What if a hurricane hits? An earthquake? What if they’ve been completely spoiled by apartment living, neglect to spend 10 hours every weekend working on their house and let the place fall into ruin?
What about all the more mundane, and more-likely-to-arise events that go along with homeownership: Will their effort to unstick a window send them to the hospital, or their do-it-yourself efforts to replace a single roof shingle spiral into a bigger leak than they had before?
These nightmarish concerns of homebuyers everywhere are precisely the issues addressed in the meaty little tome, "What’s a Homeowner to Do?" by DIY Network star/contractor Stephen Fanuka and co-author Edward Lewine.
If you’ve ever bought one of those little gift books that has a year’s worth of daily inspirational messages, this book will remind you of one of those — on steroids. It’s a small-format book filled with 442 tips, diagrams, and easy-to-use, bite-sized tutorials for do-it-yourself home improvement, maintenance and safety projects.
Fanuka, the star of the show "Million Dollar Contractor," teams up with Edward Lewine (who writes a couple of home improvement columns for The New York Times Magazine) to comprehensively catalog and address precisely the sorts of items that keep buyers and homeowners awake at night, offering their insomnia-soothing home improvement knowledge in a highly digestible format.
Throughout, they flag items that homeowners need to maintain on a regular basis to avoid disasters, parse out which items owners can do themselves (and which they should refer to the pros), empower them to ask the right questions and have the right conversations with those pros, and walk them through simple instructions for doing it themselves, where applicable.
The book starts out with a "green manifesto" that briefs readers on all the ways in which their homes impact the environment by offering them a long bullet point list of choices they can make to green their homes. It then moves on to cover the down-and-dirty, do-it-yourself tutorials with a chapter on how to assemble and use a basic toolkit, including what not to do (e.g., get "mesmerized by fasteners").
Then, the book proceeds to offer hundreds of mini-lessons categorized by area of a home, from the exterior, to windows, plumbing, electrical, HVAC, and such subjects as carpentry, doors and locks, walls, basements, garages, yards, and safety and security issues.
Many of these lessons, which run from how to locate a roof leak to how a door lock works, come complete with the authors’ "Tricks of the Trade," pithy one-liners with uber-handy suggestions, workarounds, troubleshooting, insider secrets for handling common issues and even warnings for avoiding common complications.

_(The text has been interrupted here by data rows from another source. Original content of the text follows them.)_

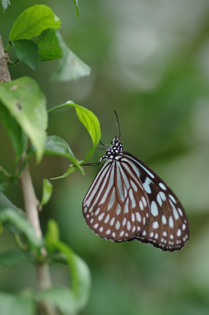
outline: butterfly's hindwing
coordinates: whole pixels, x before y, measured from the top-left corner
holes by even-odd
[[[181,249],[189,239],[189,227],[179,200],[166,183],[142,161],[130,153],[123,152],[123,154],[138,168],[150,206],[149,224],[135,238],[164,250]]]
[[[120,159],[105,162],[82,206],[92,230],[116,242],[132,240],[149,220],[149,200],[136,169],[127,159]]]

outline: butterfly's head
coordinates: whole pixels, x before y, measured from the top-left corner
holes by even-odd
[[[112,141],[111,141],[111,144],[112,146],[115,145],[116,146],[117,146],[120,144],[121,144],[121,141],[120,141],[120,139],[116,138],[116,137],[114,138]]]

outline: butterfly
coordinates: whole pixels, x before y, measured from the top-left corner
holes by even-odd
[[[98,163],[85,164],[105,161],[83,201],[86,221],[97,235],[114,242],[135,239],[163,250],[181,249],[189,236],[185,210],[158,175],[123,151],[115,112],[119,138]]]

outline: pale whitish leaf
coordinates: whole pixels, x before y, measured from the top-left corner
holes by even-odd
[[[18,249],[10,249],[0,253],[0,265],[8,268],[18,264],[33,264],[34,261],[28,253]]]
[[[14,209],[6,208],[0,210],[0,220],[3,225],[5,223],[10,223],[24,233],[32,247],[40,248],[43,245],[43,240],[36,236],[34,227]]]
[[[0,305],[2,315],[35,315],[35,303],[31,294],[11,294],[0,291]]]
[[[89,75],[90,67],[70,50],[58,31],[56,34],[62,49],[62,59],[58,69],[51,77],[52,80],[58,82],[72,81]]]
[[[36,43],[38,49],[39,61],[55,60],[62,58],[62,50],[54,29],[43,31]]]
[[[28,77],[1,84],[0,100],[30,138],[40,162],[44,150],[48,117],[46,98],[38,84]]]
[[[60,27],[59,19],[44,4],[36,4],[21,13],[12,26],[9,39],[29,39],[40,35],[44,30]]]
[[[10,1],[9,0],[2,0],[2,5],[3,8],[3,12],[4,12],[7,9],[8,5],[10,5]]]
[[[36,44],[30,39],[19,39],[12,43],[20,61],[23,61],[32,70],[36,70],[39,57]]]
[[[52,193],[52,184],[46,178],[43,180],[43,194],[41,204],[43,205],[48,202]]]

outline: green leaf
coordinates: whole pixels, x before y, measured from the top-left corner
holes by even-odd
[[[89,298],[91,285],[89,268],[69,246],[59,240],[58,226],[51,219],[48,221],[46,238],[49,252],[58,249],[66,255],[71,273],[71,289],[54,288],[40,292],[38,296],[54,303],[65,315],[75,314],[86,305]]]
[[[92,112],[85,108],[85,107],[75,104],[71,100],[68,101],[64,104],[62,104],[51,108],[48,111],[48,112],[50,113],[56,109],[63,108],[68,106],[75,107],[77,114],[80,121],[85,126],[88,131],[93,144],[93,146],[90,150],[84,160],[80,162],[81,165],[82,165],[92,155],[99,142],[101,138],[100,124],[98,118]]]
[[[52,184],[47,178],[43,180],[43,194],[41,202],[42,206],[48,202],[52,193]]]
[[[71,174],[72,174],[74,172],[75,172],[75,170],[76,170],[76,169],[75,167],[73,166],[73,165],[70,165],[70,168],[68,169],[68,170],[67,171],[66,173],[65,173],[63,175],[61,175],[61,176],[59,176],[57,177],[54,177],[54,178],[50,178],[50,179],[58,179],[59,178],[64,178],[65,177],[67,177],[68,175],[70,175]]]
[[[23,61],[32,70],[36,70],[39,57],[36,44],[30,39],[19,39],[12,43],[19,60]]]
[[[0,211],[5,208],[10,208],[10,209],[12,209],[23,218],[25,217],[25,214],[24,211],[20,209],[18,209],[3,193],[0,192]],[[19,232],[19,230],[16,226],[9,222],[4,222],[3,225],[13,234]]]
[[[34,148],[32,146],[31,146],[27,152],[28,157],[35,154],[35,152]],[[77,168],[83,175],[84,175],[84,171],[80,165],[78,160],[75,158],[68,144],[60,137],[48,136],[47,137],[44,145],[44,154],[66,158],[75,165],[76,168],[75,170]]]
[[[40,162],[44,150],[48,117],[46,99],[38,84],[24,77],[0,84],[0,100],[30,139]]]
[[[43,246],[43,240],[37,237],[34,227],[13,209],[6,208],[0,210],[0,220],[3,225],[9,223],[24,233],[31,247],[40,248]]]
[[[27,137],[16,120],[0,102],[0,116],[12,142],[15,156],[15,164],[27,143]]]
[[[34,261],[28,253],[18,249],[10,249],[0,253],[0,265],[10,268],[18,264],[25,263],[33,264]]]
[[[58,31],[56,34],[62,49],[62,59],[59,61],[58,69],[51,77],[51,79],[57,82],[64,82],[89,76],[90,67],[70,50]]]
[[[38,49],[39,61],[56,60],[62,58],[62,49],[54,29],[43,31],[36,43]]]
[[[1,313],[3,315],[35,315],[35,305],[31,295],[13,295],[0,291]]]
[[[59,19],[48,7],[36,4],[21,13],[12,26],[9,39],[15,42],[18,39],[29,39],[38,36],[49,27],[60,27]]]
[[[75,6],[76,7],[76,15],[77,15],[78,20],[79,20],[79,10],[78,10],[78,0],[73,0]]]
[[[2,5],[3,8],[3,12],[4,12],[7,9],[8,5],[10,5],[10,1],[9,0],[2,0]]]

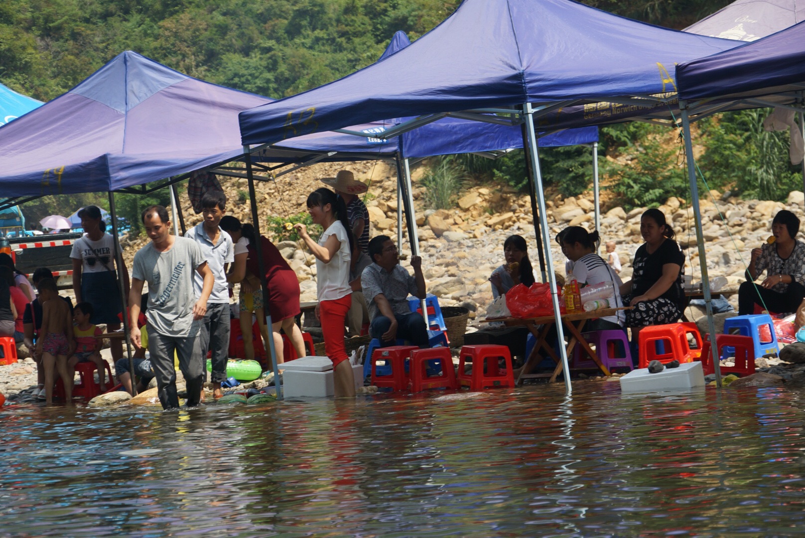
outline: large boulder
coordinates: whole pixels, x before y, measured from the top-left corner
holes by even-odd
[[[614,218],[626,219],[626,212],[623,210],[622,207],[613,207],[606,212],[606,217],[613,217]]]
[[[757,374],[753,374],[752,375],[747,375],[745,378],[736,379],[733,383],[729,383],[728,387],[730,388],[741,388],[746,387],[774,387],[774,385],[781,384],[782,381],[782,377],[780,375],[766,374],[766,372],[758,372]]]
[[[780,360],[798,364],[805,363],[805,344],[795,341],[780,350]]]
[[[436,213],[427,217],[427,226],[431,227],[433,234],[437,238],[440,238],[444,232],[450,230],[450,225]]]
[[[110,405],[118,405],[131,399],[131,395],[125,391],[116,391],[115,392],[107,392],[95,396],[89,400],[90,408],[106,408]]]
[[[147,391],[140,392],[138,395],[128,400],[131,405],[159,405],[159,396],[157,391],[159,389],[154,387]]]
[[[442,237],[448,240],[449,242],[456,242],[461,241],[462,239],[467,238],[467,234],[464,232],[453,232],[448,230],[442,234]]]
[[[802,191],[791,191],[788,193],[788,200],[786,201],[789,205],[797,204],[802,205],[805,204],[805,193]]]
[[[459,198],[458,205],[462,209],[469,209],[481,201],[481,198],[477,192],[470,192]]]
[[[369,211],[369,220],[370,222],[377,222],[386,218],[386,213],[376,205],[367,207],[366,209]]]

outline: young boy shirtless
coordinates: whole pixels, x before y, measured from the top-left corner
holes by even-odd
[[[72,337],[72,315],[70,307],[59,297],[56,281],[43,279],[39,282],[39,301],[42,303],[42,329],[36,343],[36,352],[42,354],[45,370],[45,403],[53,403],[54,370],[58,369],[64,383],[64,399],[72,405],[72,379],[67,369],[67,358],[72,354],[76,342]]]

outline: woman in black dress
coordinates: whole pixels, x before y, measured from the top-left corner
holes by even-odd
[[[646,211],[640,217],[640,234],[646,242],[634,253],[632,279],[621,286],[623,304],[634,307],[626,311],[634,341],[643,327],[679,321],[685,296],[685,255],[663,212]]]

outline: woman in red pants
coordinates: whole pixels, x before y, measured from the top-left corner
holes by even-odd
[[[308,197],[308,210],[313,223],[321,225],[324,230],[319,242],[311,238],[303,224],[294,227],[316,256],[319,299],[316,312],[321,321],[324,350],[332,361],[336,397],[354,397],[355,379],[344,346],[344,327],[352,306],[349,263],[354,242],[352,234],[347,231],[347,208],[335,192],[322,188]]]

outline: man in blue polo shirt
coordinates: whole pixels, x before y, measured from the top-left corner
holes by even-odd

And the range of topics the authors cover maps directly to the range of concerns real homeowners have, from maintaining their roofs to installing baseboards, cabinet doors, landscape lighting and supports for adjustable shelves.
Often, these sorts of tips books can be tough to use for readers who have a high need for information — those who want to know why they should do things a particular way, or why they should trust the proffered advice.
But interspersed throughout the book’s tips on what to do to your home are highly interesting briefings on "how" things in your home work. In short-and-sweet plain English, Fanuka and Lewine answer questions like "What’s so important about rain gutters?" and "How are wooden stairs constructed?"
If you own a home and feel at loose ends when it comes to knowing what you should be doing to keep it in tip-top shape, "What’s a Homeowner to Do" is an accessible, yet smart, primer and reference guide you’ll turn to time and time again. If you’re still in house hunt mode, definitely put it on your housewarming registry — it’ll save you some sleepless nights, and maybe even some money!